# How many of you thank the farmer?



## WingedShooter7 (Oct 28, 2005)

I was just wondering if any of you thank the farmer that you hunt on there land. I know we sure do we give them a nice christmas basket maybe lend a helping hand 5 days a year at the ranch. Every little bit counts when it comes to these people they respect you for giving things back for getting to hunt. They probably could care less if you did, but when you do it lets them know you respect them also for letting them use there land whether it be Goose,Duck,Deer,Pheasant or any type of huniting.

Anyone else do the same?


----------



## Remington06 (Mar 7, 2005)

I try to invite them over for a meal, or offer some of the game meat. Also take them out hunting or just shoot the bull with them for awhile.


----------



## h2ofwlr (Feb 6, 2004)

Being often I travel a ways, I send a thank you note.


----------



## dlip (May 16, 2004)

I send a card with a gift certificate to the nicest steak restaraunt within 45 minutes of their house.l


----------



## Scoonafish (Oct 9, 2005)

I hunt a buddy's farm. The unspoken rule is dont show up empty handed.
Bring some kind of lunch, help feed the cattle. Beer is always a welcomed gift. I just never took it for granted that I was being allowed to hunt his property.


----------



## roostman (Jan 20, 2006)

I too hunt a my buddy's land. When I deer hunt I usually take 2 weeks off, about a week for hunting and a week for just helping him out, theres lots to do on a farm the works never done from fencing to feeding cattle to just getting the crops off. I will bring a nice gift along with a thank you card also. :beer:


----------



## mallard (Mar 27, 2002)

I bring them fish or pepper sticks.More often than not they tell me I dont have to give them anything.I also try to keep in touch year round.


----------



## farmerj (Jun 19, 2004)

I generally end up helping out during the busy times of the year or whenever he/they need help.

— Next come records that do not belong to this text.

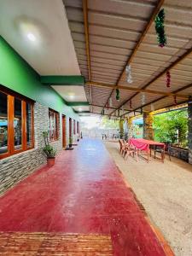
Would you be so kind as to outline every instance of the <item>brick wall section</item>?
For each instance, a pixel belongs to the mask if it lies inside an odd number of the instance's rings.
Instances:
[[[49,128],[49,108],[38,102],[34,105],[34,135],[33,149],[15,154],[0,160],[0,194],[32,173],[37,167],[46,163],[46,157],[42,152],[44,138],[42,132]],[[62,149],[61,114],[60,114],[59,140],[51,143],[57,152]]]
[[[189,163],[192,165],[192,103],[188,105]]]

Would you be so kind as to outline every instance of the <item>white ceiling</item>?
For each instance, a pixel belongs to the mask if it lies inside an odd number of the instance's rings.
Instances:
[[[81,111],[89,111],[90,108],[89,108],[89,106],[82,106],[82,107],[73,107],[73,108],[75,111],[78,111],[78,112],[81,112]]]
[[[61,0],[0,0],[0,34],[40,75],[80,75]]]
[[[40,75],[80,75],[61,0],[0,0],[0,34]],[[53,88],[67,102],[87,102],[84,87]]]
[[[78,85],[52,85],[65,101],[73,102],[87,102],[83,86]]]

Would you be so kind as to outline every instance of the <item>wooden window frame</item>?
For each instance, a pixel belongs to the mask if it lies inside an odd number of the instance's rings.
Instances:
[[[73,119],[73,135],[76,134],[76,121]]]
[[[55,129],[53,131],[53,137],[50,134],[50,116],[51,114],[54,116],[54,122],[55,121]],[[49,108],[49,140],[50,142],[55,142],[59,140],[59,125],[60,125],[60,113],[51,108]]]
[[[34,102],[27,99],[25,96],[12,92],[10,90],[6,90],[0,85],[0,92],[7,95],[7,107],[8,107],[8,152],[0,154],[0,160],[15,155],[20,152],[27,151],[34,148]],[[15,148],[15,99],[17,98],[21,102],[21,148],[16,150]],[[27,147],[26,142],[26,103],[31,105],[31,132],[32,132],[32,145]]]

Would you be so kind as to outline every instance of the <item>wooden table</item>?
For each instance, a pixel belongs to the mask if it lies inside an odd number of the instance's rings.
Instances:
[[[137,150],[146,151],[148,156],[148,162],[149,161],[149,156],[151,156],[151,148],[150,146],[160,146],[163,148],[165,152],[166,144],[155,141],[146,140],[143,138],[131,138],[129,140],[131,145],[136,147]]]

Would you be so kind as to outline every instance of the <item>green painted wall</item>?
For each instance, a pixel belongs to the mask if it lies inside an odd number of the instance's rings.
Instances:
[[[40,76],[0,37],[0,84],[73,119],[79,116]]]

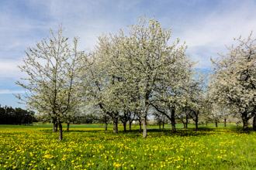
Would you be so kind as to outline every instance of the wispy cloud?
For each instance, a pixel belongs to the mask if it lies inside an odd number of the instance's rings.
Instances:
[[[0,90],[0,94],[25,94],[25,90]]]

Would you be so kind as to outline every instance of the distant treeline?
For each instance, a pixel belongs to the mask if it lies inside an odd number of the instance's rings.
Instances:
[[[33,111],[0,105],[0,124],[29,124],[35,121]]]

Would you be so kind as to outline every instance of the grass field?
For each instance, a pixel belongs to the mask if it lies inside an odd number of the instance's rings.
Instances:
[[[50,124],[0,125],[0,169],[256,169],[256,133],[200,128],[173,134],[138,127],[117,134],[104,125],[71,125],[58,142]]]

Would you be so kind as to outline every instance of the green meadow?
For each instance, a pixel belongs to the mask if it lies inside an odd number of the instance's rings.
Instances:
[[[256,132],[234,124],[108,128],[71,124],[59,142],[51,124],[0,125],[0,169],[256,169]]]

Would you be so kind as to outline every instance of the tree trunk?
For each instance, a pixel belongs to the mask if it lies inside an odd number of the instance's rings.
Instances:
[[[254,121],[252,122],[252,128],[256,131],[256,115],[254,116]]]
[[[198,129],[199,128],[199,117],[197,115],[195,115],[195,129]]]
[[[105,122],[105,131],[108,131],[108,124]]]
[[[176,132],[175,115],[175,110],[174,109],[171,109],[171,124],[172,132]]]
[[[224,118],[224,127],[227,127],[227,118]]]
[[[189,124],[189,116],[185,115],[185,128],[188,128],[188,124]]]
[[[67,131],[69,131],[69,124],[70,124],[70,122],[67,122]]]
[[[249,127],[248,127],[248,120],[247,120],[247,114],[242,114],[242,120],[243,120],[244,132],[247,133]]]
[[[57,118],[53,119],[53,123],[54,123],[54,128],[53,128],[53,131],[57,132]]]
[[[163,121],[163,129],[164,128],[164,121]]]
[[[142,120],[142,124],[143,124],[143,138],[147,138],[147,118],[144,117]]]
[[[126,131],[126,122],[123,122],[123,131]]]
[[[133,121],[129,121],[129,131],[132,131],[132,123]]]
[[[118,117],[114,117],[113,119],[113,133],[117,134],[118,133]]]
[[[61,118],[58,117],[57,118],[58,121],[57,121],[57,124],[59,125],[59,141],[61,141],[62,139],[63,139],[63,134],[62,134],[62,124],[61,124]]]

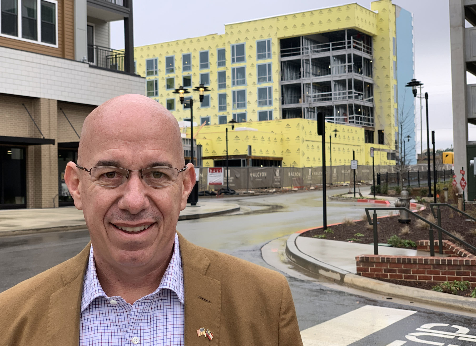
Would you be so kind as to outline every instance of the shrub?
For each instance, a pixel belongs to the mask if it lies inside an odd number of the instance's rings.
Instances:
[[[403,239],[396,234],[392,236],[387,240],[387,244],[389,244],[394,247],[416,247],[416,244],[412,240]]]
[[[471,285],[469,284],[469,281],[458,281],[455,280],[452,282],[445,281],[443,283],[434,286],[431,289],[432,291],[436,291],[436,292],[456,294],[458,291],[466,291],[470,289]],[[471,297],[473,297],[473,294],[476,296],[475,291],[476,291],[476,289],[473,290],[471,293]]]

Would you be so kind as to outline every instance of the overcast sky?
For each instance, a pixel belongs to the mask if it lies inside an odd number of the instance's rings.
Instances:
[[[453,144],[448,0],[393,0],[393,2],[413,13],[415,76],[424,83],[424,92],[429,94],[429,127],[430,131],[436,131],[436,148],[444,149]],[[135,46],[142,46],[223,33],[226,23],[343,3],[348,3],[343,0],[274,0],[272,2],[241,0],[238,5],[238,3],[223,0],[185,2],[134,0],[134,43]],[[359,1],[358,3],[370,8],[370,1]],[[111,45],[113,48],[124,47],[122,26],[121,22],[111,23]],[[468,78],[468,82],[476,83],[476,78]],[[417,99],[416,109],[419,119]],[[423,115],[424,148],[426,144],[424,108]],[[419,131],[417,133],[416,149],[419,152]],[[476,127],[470,129],[469,137],[470,140],[476,140]]]

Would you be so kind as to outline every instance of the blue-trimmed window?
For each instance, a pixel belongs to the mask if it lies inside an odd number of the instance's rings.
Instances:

As was stated, never show up empty handed and always bring work gloves.


----------



## gooseboy (Sep 13, 2005)

I do not hunt any farm land but i would probably send them gift baskets that my mom puts together for pretty much any holiday and my dad and i would be more than happy to help them or give them game meat. Plus just bieng kind and courteaus goes a long way.


----------



## eaglehead6 (Nov 6, 2005)

A bottle of crown royal, it sure makes a difference when you show up with something and the farmer demands nothing. Cant wait till next fall.


----------



## DeltaBoy (Mar 4, 2004)

1. C-Mas Card
2. Dinner
3. Beers/Pop 
4. Phone Call(s) 
5. Meat
6. Pictures of the hunt
7. Pick-up any garbage on the farmers land

Made some great relationships over the years...


----------



## ndfarmboy (Jan 7, 2006)

It's guys llike you that keep friendships going and thriving! :beer: 
I salute you


----------



## ClassicGun (Mar 6, 2006)

Yes we always give them gifts for the holidays.


----------



## KEN W (Feb 22, 2002)

When we are in Canada....every farmer who's land we hunt on gets a $20 gift certificate at a local restuarant.

When we hunt in SW ND for pheasants....we take the farmer's family out for supper.We also have a fish fry one night with his family and buy a steer from him to be picked up the last day we are there.


----------



## Goldy's Pal (Jan 6, 2004)

We give out a thankyou card with gift certificates to the local restraunt/s that we know the farmer likes. I always write a paragraph in the card giving my personal thanks and appreciation. No matter how we do hunting the land this is a must thing to do before we head back home. 
:beer:


----------



## R y a n (Apr 4, 2005)

DeltaBoy said:


> 1. C-Mas Card
> 2. Dinner
> 3. Beers/Pop
> 4. Phone Call(s)
> ...


Yep...we also do a combo of these things for different farmers

Great list DeltaBoy


----------



## Quackkills9 (Oct 25, 2004)

I send a thank you note and some coffee.


----------



## HonkerExpress (Sep 23, 2005)

Ok, heres a good one. A buddy of mine is a pretty big farm in the Petersburg area, a couple of minnesota boys gave them this for letting them hunt on some of his land.

1. Venison Jerky
2. Moose Steaks
and the best of all
3. 3 HORSE Roasts???

don't worry he didn't eat them, haha. I just thought I would share that.

I usually thank the farmer, see if he has a younger daughter, (my age, not a little girl, incase any of you were thinking that). lol, no pretty much the normal, christmas cards, pictures, or a couple of smoked pheasants from the trips to sodak. Laters.


----------



## goose nuker (Feb 28, 2005)

My hunting partner and I help out quite frequently throughout the year in central mn, from bailing hay, moving cattle, loading silo's, repairing equipment,... the list goes on. A small price to pay to have prime hunting land at your fingertips.  . Helping out, gift certificates, thank you's, ITS WORTH EVERY PENNY...


----------



## BigDaddy (Mar 4, 2002)

I try to treat my landowner friends well. I call or stop by to visit them frequently just to keep them reminded that I am thankful. i give them each a gift at the end of the season, and I usually try to match the gift with their needs and interests. Sometimes its a gift certificate, sometimes a gift basket, etc. However, I always try to purchase something in the closest town to not only show them that I care about rural ND, but also to give some business to the locals. I also make sure to talk to the clerk or store manager (usually one and the same in rural ND) as a subtle reminder to them that I could have bought my gifts in Bismarck.

Interestingly enough, I was talking to a buddy of mine recently about this very subject. His premise is that most ALL of us pay to hunt... some like me in time and gifts for landowners, others who more blatantly pay landowers with cash in a fee-hunting setting, and others who go through a guide or outfitter. It would take less time (and probably less money) for me to go through a fee-hunting system, but I like the freelance option better. Plus, most of my landowner friends consider me a friend, not a client or customer.


----------



## honkbuster3 (Jan 11, 2006)

I could do better. I just give them a few birds or some meat or whatever I was hunting and I give them a picture of the hunt. Tha ranchers are usaully family friends of us though. :-?


----------